Des ratés en cascade
Mais le processus, confronté à de nombreux défis, cale depuis bien les lendemains des seconds scrutins démocratiques organisés en 2011. Plus d’un an après la fin théorique de la seconde législature fixée à novembre 2016, la mise en œuvre du théorique troisième cycle électoral se heurte à de nombreux problèmes organisationnels mais surtout politiques et culturels. Parce que de toute évidence, les problèmes liés à l’organisation des élections, les mêmes depuis 2006, ne sont guère insolubles.
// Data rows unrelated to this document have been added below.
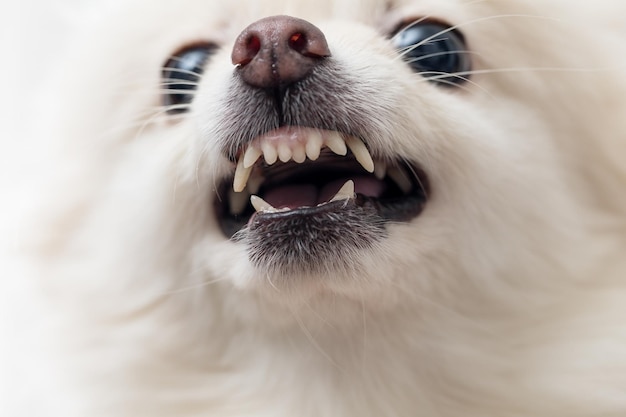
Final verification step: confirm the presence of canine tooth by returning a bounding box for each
[346,136,374,172]
[326,133,348,156]
[261,142,278,165]
[248,175,265,194]
[306,132,324,161]
[387,167,413,193]
[243,146,263,168]
[233,158,252,193]
[250,195,278,213]
[374,160,387,180]
[278,143,291,162]
[228,191,250,215]
[292,145,306,164]
[329,180,354,203]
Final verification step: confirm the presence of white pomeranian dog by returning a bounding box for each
[3,0,626,417]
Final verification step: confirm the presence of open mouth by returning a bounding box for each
[215,127,428,237]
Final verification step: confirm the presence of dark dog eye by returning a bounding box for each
[162,44,217,114]
[393,21,471,86]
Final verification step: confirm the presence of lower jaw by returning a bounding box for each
[233,195,423,276]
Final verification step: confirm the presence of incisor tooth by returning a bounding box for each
[346,136,374,172]
[248,175,265,194]
[278,143,291,162]
[243,146,263,168]
[261,142,278,165]
[329,180,354,203]
[306,132,324,161]
[374,160,387,180]
[233,158,252,193]
[387,167,413,193]
[292,145,306,164]
[326,132,348,156]
[228,191,250,215]
[250,195,278,213]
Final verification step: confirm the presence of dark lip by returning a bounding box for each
[214,151,430,240]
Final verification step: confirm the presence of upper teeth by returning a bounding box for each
[233,130,372,192]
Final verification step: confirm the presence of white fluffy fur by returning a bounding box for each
[3,0,626,417]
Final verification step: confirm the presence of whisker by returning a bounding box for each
[391,14,558,59]
[164,277,229,295]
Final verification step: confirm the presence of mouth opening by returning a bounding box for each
[215,128,429,238]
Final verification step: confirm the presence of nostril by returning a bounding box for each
[232,35,261,66]
[231,16,330,88]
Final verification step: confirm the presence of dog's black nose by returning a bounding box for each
[231,16,330,88]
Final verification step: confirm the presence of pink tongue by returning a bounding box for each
[263,177,385,209]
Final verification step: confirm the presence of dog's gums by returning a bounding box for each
[215,127,429,239]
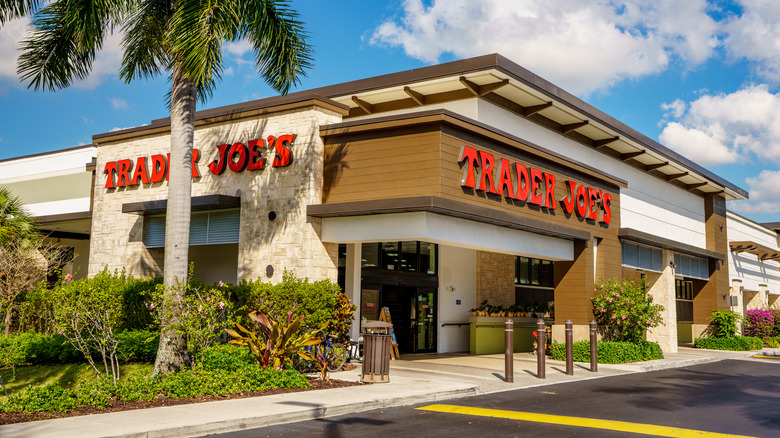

La Commission Electorale Nationale Indépendante (CENI) qui est en train de réussir à résoudre, contre vents et marrées, un des plus importants, la recomposition d’un fichier électoral jugé corrompu par tous les protagonistes des 45 millions d’électeurs attendus, estime qu’il lui faudra un délai maximal de 504 jours à dater de la fin de cette opération de révision du fichier électoral pour tenir effectivement les trois scrutins.
En dépit du fait que les problèmes financiers, techniques et matériels, qui tournent essentiellement autour de la mise à la disposition de cette centrale électorale composée de membres de la majorité au pouvoir, de l’opposition et de la société civile, de moyens financiers et logistiques pour l’acheminement du matériel électoral vers les lieux des votes éparpillés sur une étendue territoriale aussi vaste que le continent ouest européen tout entier, aient été résolus, le Congolais lambda qui piaffe d’impatience pour être en mesure de mettre son bulletin dans l’urne n’est pas au bout de sa peine, loin s’en faut. D’autres contraintes liées à la radicalisation d’une partie de la très extravertie classe politique congolaise compliquent singulièrement la situation et nécessitent une volonté politique très ferme pour être vaincues.
Volontés politiques
La volonté politique. C’est ici que les Romains s’empoignent au Congo-Kinshasa. Face à la volonté du gouvernement de la Majorité Présidentielle issue des scrutins de 2011 se dresse la contre-volonté d’une partie dite « radicale » de l’opposition, qui peine à dissimuler sa peur panique de voir des élections qu’elle n’a jamais préparées se tenir dans quelque délai que ce soit. Sauf si l’occasion lui était donnée de les organiser elle-même, en violation de tous les prescrits de la constitution. C’est la raison pour laquelle, elle (opposition radicale) fait des pieds et des mains pour rendre le pays ingouvernables aussi longtemps que ses leaders n’auront pas été admis ‘intuitu personae’ dans le saint des saints de la gestion des affaires, préalablement à tout scrutin.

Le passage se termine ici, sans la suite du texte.